New Delhi, Oct. 18: A national commission has sought a status report from Jharkhand on the implementation of Right to Education Act, 2009 after complaints that private schools were ignoring the needs of poor children, especially those belonging to scheduled tribes.
National Commission for Scheduled Tribes has summoned the secretary, state human resources development department, N.N. Pandey, tomorrow to present the report.
Commission chairperson Rameshwar Oraon said the summons were a consequence of complaints received from individuals who claimed that educational rights of economically backward children, particularly those from scheduled tribe communities, were being neglected grossly by most private schools in Jharkhand.
“We are seeking the status report as the complaints mention how most RTE provisions are being flouted by aided and non-aided private schools in the state,” Oraon added.
The act makes it mandatory for all private schools to admit 25 per cent students from economically backward sections at the entry level, apart from ensuring prescribed standards of infrastructure, teacher-student ratio, teachers’ training, etc.
Oraon said tribal communities, which formed 27 per cent of the state’s population, were largely denied the basics, ie, free and compulsory primary education.
But sources in the state’s primary education department said they had stepped up efforts to ensure better compliance after the Supreme Court also backed the act.
“According to a new policy formulated to enforce strict implementation of RTE, private schools had been asked to apply for fresh NOCs, certifying that they had set aside 25 per cent seats for the poor,” said a senior official in the department. “This,” he claimed, “has ensured results.”
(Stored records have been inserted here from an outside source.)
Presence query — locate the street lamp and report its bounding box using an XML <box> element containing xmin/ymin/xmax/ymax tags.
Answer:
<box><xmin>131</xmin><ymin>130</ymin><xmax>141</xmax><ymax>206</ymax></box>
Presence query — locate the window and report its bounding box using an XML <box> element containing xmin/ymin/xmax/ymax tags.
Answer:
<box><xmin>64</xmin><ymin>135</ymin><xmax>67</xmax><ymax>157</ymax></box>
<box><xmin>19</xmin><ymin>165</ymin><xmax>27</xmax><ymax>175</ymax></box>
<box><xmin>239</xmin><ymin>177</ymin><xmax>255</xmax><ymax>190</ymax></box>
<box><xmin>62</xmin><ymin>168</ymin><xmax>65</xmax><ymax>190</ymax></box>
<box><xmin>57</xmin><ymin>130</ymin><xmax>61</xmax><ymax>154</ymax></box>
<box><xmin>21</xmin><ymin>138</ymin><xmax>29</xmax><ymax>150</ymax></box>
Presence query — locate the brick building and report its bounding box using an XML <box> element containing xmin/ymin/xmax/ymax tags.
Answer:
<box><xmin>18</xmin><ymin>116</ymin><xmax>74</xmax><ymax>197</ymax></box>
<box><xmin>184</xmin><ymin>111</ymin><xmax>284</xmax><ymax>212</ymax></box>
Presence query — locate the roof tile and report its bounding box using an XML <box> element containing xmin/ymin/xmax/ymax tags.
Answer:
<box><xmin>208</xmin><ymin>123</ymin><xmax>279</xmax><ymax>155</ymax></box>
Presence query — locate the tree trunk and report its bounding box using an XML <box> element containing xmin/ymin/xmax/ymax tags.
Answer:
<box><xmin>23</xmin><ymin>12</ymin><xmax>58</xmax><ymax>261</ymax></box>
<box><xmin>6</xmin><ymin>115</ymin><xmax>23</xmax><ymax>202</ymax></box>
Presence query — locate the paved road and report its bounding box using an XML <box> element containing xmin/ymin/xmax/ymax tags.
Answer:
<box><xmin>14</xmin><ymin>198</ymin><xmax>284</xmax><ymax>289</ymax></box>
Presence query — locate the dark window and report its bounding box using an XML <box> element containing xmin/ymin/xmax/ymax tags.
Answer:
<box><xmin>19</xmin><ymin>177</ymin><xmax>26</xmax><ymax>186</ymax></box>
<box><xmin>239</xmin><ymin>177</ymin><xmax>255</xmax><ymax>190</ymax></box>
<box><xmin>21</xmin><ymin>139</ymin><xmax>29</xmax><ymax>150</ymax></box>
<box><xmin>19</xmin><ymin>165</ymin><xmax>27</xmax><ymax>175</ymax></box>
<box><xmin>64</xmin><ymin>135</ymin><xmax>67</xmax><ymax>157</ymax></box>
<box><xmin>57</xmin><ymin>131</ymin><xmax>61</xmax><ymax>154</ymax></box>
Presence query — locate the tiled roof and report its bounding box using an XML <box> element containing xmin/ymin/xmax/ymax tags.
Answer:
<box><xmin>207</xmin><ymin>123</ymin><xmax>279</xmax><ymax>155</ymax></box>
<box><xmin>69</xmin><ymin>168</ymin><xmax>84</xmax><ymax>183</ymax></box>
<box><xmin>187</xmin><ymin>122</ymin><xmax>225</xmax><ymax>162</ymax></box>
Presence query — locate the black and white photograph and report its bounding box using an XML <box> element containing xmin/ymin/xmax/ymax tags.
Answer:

Experience in East Singhbhum, that hosts education hub Jamshedpur, has, however, unveiled a different reality.
There weren’t enough poor students to fill the 25 per cent benchmark in almost all schools. And that had more to do with lack of awareness among the people than, say, schools’ unwillingness to open up campuses for the poor.
Most schools in Jamshedpur, for instance, reported that not many poor parents — daily wage earners, domestic helps, construction workers and the like — knew about the act. If they did, many didn’t have basic documents like a child’s age proof. Efforts to mentor poor or illiterate parents on the provisions of the act were also missing completely.